水車 第三章 第8話

「え?あれが欲しいの?」森人が来て、竜骨をくれと言う。大型ドックに据えた巨大飛空艦のそれだが、やっと据え終えたばかりで今回の敗戦?まあ、放置になったわけだ。入手する筈の多数の大魔石もこの情勢じゃ無理だし。
 いっか、持ってっていいよ。てか、重たいよ?ん?丸太空軍全部引き連れてきた?牽引するの?空を見上げて良く見れば、カゲロウのように揺らいでいる。てか空全部カゲロウじゃん。これみんな丸太?やべーな、奇襲し放題じゃん。敵でなくて良かったぜ。
 開放したドックの空門から竜骨がしずしずと出てきた。たぶん竜骨の上で、もやってるような、いないようなみたいのが丸太気球だろう。
 こんなもんどうするんだ?戦艦を作る?そんなでかいの、森におけないでしょ。竜骨の幅であれば問題ない?随分と細っこい戦艦だな。森人の考える事は分からん。なんていうか、シャオと同類だな、こいつら。
 外に出きった竜骨はゆっくりと浮上を始め、端の方からカゲロウに変わっていく。やがて完全に見えなくなり、あれだけあったカゲロウもいつの間にか消えていた。

 四機の鷲型で代わり番こに王都方面に出撃するのだが、焼け石に水だった。王都の陥落は目に見えていて、空軍も王国の降伏に歩調を合わせて手を挙げる算段だった。
「処刑された?」
 王都から脱出に成功した単気球には、陵辱の後も生々しい太子の遺体も載っていた。
「連合軍がやったのか?」
「王弟殿下が…」
 訊けば有事の事ゆえ殿下も開放され、一部隊を任されていたらしい。その部隊を使って王を襲い、簒奪し、城門を開いた。その際の出来事らしい。そして、連合軍により王共々王弟も処刑された。
「約束が違う!」と喚きながらの死であったそうな。
 しかし、これでは降伏出来ないぞ。
 恐らく連合軍は侵攻に正当性が無い事に気が付いた。なので、傀儡に使える王弟も殺すことにしたのだろう。クレームの出所を消し去る気だ。ならば隣国首都消滅の実行犯に仕立てねばならない、空軍はどうなる?
「全軍府に伝達!」つい大声になる。
「北の森に逃げるよー!いそげー!」
 新型というより、やっつけ仕事ででっち上げた二隻の飛空艦に人員と機材積めるだけ積み込んで、俺たちは逃げ出した。あと、気掛かりなのは、長官だが無事でいてくれよ。

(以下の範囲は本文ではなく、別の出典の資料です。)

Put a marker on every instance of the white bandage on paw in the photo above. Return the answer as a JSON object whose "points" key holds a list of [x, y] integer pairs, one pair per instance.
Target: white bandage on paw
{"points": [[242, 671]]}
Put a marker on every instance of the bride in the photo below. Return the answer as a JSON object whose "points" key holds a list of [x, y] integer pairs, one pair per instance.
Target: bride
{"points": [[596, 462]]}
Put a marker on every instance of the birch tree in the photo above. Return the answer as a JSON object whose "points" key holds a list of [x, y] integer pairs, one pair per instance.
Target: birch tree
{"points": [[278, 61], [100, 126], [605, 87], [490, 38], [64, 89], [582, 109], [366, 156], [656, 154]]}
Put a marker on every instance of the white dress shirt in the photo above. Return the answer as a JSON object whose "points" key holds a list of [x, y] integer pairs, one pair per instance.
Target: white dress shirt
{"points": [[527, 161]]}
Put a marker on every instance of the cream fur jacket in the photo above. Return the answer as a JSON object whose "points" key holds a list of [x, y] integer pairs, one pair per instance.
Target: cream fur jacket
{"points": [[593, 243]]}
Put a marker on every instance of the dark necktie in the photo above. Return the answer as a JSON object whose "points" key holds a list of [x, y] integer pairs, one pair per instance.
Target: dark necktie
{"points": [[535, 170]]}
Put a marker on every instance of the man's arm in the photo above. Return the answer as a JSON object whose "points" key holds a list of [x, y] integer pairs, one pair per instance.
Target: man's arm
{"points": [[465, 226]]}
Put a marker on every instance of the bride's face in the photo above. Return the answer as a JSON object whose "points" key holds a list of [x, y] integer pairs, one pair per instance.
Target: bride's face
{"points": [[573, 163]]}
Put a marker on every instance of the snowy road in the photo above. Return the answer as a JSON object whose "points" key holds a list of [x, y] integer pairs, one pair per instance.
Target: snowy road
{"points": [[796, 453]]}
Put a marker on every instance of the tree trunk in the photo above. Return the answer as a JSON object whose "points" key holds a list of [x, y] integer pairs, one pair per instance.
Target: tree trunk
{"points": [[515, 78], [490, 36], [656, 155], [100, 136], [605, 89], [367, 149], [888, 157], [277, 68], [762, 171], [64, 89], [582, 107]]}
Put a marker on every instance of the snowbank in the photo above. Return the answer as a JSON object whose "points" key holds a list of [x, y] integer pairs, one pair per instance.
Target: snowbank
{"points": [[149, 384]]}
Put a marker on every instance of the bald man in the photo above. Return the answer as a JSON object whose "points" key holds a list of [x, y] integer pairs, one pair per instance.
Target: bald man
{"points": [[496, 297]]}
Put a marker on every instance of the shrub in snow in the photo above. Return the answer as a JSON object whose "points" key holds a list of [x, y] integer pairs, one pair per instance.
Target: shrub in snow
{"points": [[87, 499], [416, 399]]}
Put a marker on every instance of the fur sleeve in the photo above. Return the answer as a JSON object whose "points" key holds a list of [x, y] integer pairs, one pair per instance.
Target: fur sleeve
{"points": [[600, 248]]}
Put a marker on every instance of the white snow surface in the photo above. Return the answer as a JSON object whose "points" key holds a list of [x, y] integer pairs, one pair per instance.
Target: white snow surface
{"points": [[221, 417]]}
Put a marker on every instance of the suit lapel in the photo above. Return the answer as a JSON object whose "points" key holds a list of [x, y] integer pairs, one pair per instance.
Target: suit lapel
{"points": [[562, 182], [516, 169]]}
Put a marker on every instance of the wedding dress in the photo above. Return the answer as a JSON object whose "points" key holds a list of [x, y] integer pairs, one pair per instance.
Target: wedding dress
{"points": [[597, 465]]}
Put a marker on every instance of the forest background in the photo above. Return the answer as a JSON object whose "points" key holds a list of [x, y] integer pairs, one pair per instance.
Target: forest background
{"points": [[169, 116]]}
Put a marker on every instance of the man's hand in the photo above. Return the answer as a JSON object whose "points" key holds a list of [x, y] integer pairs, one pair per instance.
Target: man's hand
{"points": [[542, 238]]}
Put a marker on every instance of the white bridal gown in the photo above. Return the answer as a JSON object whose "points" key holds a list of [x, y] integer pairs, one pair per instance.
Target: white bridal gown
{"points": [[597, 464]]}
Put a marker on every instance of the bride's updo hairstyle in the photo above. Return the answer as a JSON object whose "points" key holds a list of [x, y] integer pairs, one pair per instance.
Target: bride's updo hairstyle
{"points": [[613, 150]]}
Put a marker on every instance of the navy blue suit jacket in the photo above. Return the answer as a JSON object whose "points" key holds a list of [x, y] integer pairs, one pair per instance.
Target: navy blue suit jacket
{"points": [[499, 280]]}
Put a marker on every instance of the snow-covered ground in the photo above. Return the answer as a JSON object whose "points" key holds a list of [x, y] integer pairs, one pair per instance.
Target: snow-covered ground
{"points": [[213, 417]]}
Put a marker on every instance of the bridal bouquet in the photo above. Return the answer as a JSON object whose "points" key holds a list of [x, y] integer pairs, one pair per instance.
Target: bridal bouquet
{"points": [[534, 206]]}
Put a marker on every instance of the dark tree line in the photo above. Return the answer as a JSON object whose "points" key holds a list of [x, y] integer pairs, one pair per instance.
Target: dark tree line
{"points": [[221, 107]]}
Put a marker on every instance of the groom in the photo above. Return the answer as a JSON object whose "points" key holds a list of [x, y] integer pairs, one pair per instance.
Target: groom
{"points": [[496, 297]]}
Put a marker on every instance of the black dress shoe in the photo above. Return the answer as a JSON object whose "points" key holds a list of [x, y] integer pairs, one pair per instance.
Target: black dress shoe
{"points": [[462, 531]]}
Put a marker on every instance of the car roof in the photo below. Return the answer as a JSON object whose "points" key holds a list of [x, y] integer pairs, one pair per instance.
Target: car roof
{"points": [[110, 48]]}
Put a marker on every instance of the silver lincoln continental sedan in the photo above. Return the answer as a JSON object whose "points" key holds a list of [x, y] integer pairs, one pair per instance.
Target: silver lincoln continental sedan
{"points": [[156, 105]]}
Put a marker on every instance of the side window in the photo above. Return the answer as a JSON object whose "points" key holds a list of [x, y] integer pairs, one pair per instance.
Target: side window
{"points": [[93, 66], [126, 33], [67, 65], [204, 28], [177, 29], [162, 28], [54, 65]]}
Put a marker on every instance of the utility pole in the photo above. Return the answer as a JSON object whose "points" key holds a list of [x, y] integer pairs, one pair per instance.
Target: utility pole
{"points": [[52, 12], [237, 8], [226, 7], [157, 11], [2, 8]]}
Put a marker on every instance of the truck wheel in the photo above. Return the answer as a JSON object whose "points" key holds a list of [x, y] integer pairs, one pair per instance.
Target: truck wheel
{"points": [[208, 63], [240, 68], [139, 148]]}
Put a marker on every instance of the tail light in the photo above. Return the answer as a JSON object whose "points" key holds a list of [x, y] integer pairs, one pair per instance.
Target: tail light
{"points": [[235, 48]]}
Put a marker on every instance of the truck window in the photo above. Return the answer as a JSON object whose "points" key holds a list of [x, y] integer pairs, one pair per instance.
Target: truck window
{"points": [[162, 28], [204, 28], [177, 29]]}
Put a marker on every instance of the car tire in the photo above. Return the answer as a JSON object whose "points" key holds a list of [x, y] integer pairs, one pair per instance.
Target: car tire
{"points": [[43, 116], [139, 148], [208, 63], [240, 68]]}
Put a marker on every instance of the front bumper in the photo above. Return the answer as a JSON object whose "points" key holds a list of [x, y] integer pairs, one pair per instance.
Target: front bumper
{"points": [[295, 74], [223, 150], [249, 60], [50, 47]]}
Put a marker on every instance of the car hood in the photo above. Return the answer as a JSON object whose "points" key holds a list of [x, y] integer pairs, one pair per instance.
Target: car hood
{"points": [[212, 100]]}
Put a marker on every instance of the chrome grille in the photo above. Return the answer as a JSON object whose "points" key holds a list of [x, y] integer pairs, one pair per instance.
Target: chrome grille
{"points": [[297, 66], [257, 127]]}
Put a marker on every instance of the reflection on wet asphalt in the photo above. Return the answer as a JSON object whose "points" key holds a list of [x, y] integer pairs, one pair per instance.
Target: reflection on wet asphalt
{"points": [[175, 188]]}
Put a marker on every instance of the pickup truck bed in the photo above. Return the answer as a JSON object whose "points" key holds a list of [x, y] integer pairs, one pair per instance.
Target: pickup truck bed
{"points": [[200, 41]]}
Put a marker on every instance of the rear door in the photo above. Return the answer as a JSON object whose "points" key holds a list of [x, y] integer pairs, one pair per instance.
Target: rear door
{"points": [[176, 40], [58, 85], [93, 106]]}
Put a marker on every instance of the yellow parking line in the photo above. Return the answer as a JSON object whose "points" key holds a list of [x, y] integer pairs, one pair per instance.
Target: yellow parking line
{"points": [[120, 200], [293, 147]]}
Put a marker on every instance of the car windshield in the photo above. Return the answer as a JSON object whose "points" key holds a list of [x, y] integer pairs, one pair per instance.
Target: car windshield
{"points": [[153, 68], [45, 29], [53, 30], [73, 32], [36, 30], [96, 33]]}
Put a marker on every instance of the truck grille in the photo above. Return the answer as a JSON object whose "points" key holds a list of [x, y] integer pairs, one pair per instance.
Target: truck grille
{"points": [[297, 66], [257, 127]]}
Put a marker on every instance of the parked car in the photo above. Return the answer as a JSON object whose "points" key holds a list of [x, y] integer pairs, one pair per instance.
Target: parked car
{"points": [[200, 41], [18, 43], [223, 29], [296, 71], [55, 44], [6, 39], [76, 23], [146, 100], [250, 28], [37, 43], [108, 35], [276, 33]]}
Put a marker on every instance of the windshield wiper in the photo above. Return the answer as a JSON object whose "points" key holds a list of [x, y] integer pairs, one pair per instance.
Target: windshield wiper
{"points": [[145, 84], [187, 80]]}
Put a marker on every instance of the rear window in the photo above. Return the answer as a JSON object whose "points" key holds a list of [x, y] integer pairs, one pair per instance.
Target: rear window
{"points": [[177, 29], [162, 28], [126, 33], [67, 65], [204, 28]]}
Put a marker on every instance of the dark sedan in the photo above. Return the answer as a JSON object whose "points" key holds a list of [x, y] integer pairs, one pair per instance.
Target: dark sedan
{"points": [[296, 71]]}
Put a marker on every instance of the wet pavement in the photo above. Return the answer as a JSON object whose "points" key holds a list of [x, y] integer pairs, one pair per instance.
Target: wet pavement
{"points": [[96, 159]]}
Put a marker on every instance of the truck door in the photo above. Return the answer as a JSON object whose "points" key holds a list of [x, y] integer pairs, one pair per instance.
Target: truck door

 太子の葬儀は森人が仕切ってくれた。胸元のゆったりした森人式の死に装束で女性用だと言う。太子もこっちの方が良いだろうと任せた。森人が送った事で[神樹の娘]になったのだそうだ。
 水軍と陸軍が機能していたらもう何ヵ月かは持ったかも知れない。衆寡敵せずでどのみち負けたのだろうけれど、展開の綾と言うか、世論を味方に付ける時間を稼げたかもしれない。
 水軍は優秀すぎる噴進型発動機が仇となって水車の性能変動でトラブルが多発、航空隊が使えなくなっていた。そこへの連合軍の圧力。港湾を放棄して湖水上の島嶼への避難を余儀無くされていた。
 陸軍はと言えば、主力が例の属国側からの侵攻を警戒して動けず、機動部隊だけを差し向けたのだが壊滅。今更だけど、やりようなかったのかなぁ。
「司令、シャオ様が」なんで様つけるの?で、なに?
「お隠れになりました」えぇー、死んじゃったの?
 良く訊いてみると行方不明なのだと。もっと言葉勉強してね、心臓に悪いから。ウロに入って中々出てこないので森人が見に行ったら影も形もなかったと言う。シャオの事だからこっそり隠蔽魔法で抜け出すのもありだけど、理由が分からん。やだ、いやな予感する。

 一度にはとても移動出来なかったので、陸戦隊を軍府の留守番に残してピストン移送していた。護衛に鷲型二機とペラ型二機を組ませて一個小隊にして交代で当たらせた。
 最後の移送となるこの日、帰ってきたのは簡易型飛空艦二隻、ペラ型二機、鷲型は一機だけだった。
「曹長が…」報告したのは二番機の少尉で、泣いているのか鼻声だった。
 水軍の飛空艇が現れたと言う。友軍機かと思っていたら、敵の滷穫機で、一番機=曹長の乗機が火に包まれた。開いた降下布も燃えていて、曹長は墜落死した。
「シールドは、真空シールドは機能しなかったのか?」
ワンタッチで展開出来るのが仇となった。魔石の節約のためシールドを切っていたのだ。直ちに反撃して二機撃墜し、二機取り逃がした。
「少尉に任ず」
 もう戦闘部隊の大半が二階級特進しちゃってる。でもクルーのは格別だ。声が震えないように気を付けなくちゃならなかった。

 いきなり押し掛けてきたのに、森人達は好意的だった。沈んだ艦には多数の森人の射手も乗っていたんだ、追い出されても不思議はないのに。
「ユグダの息子、気の触れた息子、エルフシズメル」
 幾分か流暢になった王国語で族長が語り掛けてきた。しかし、分からない。通訳頼む。
「飛竜は森人が倒す、と言っている」今の王国語だよね?通訳できるんだ。
「気合?」なんかシャオとキャラかぶんだよな、いいけど。
 空から森人の声が降ってきた。
「プテラ!ユグダシプテラ!」一斉に走り出す森人達。「飛竜が来たと」通訳さんさんきゅ。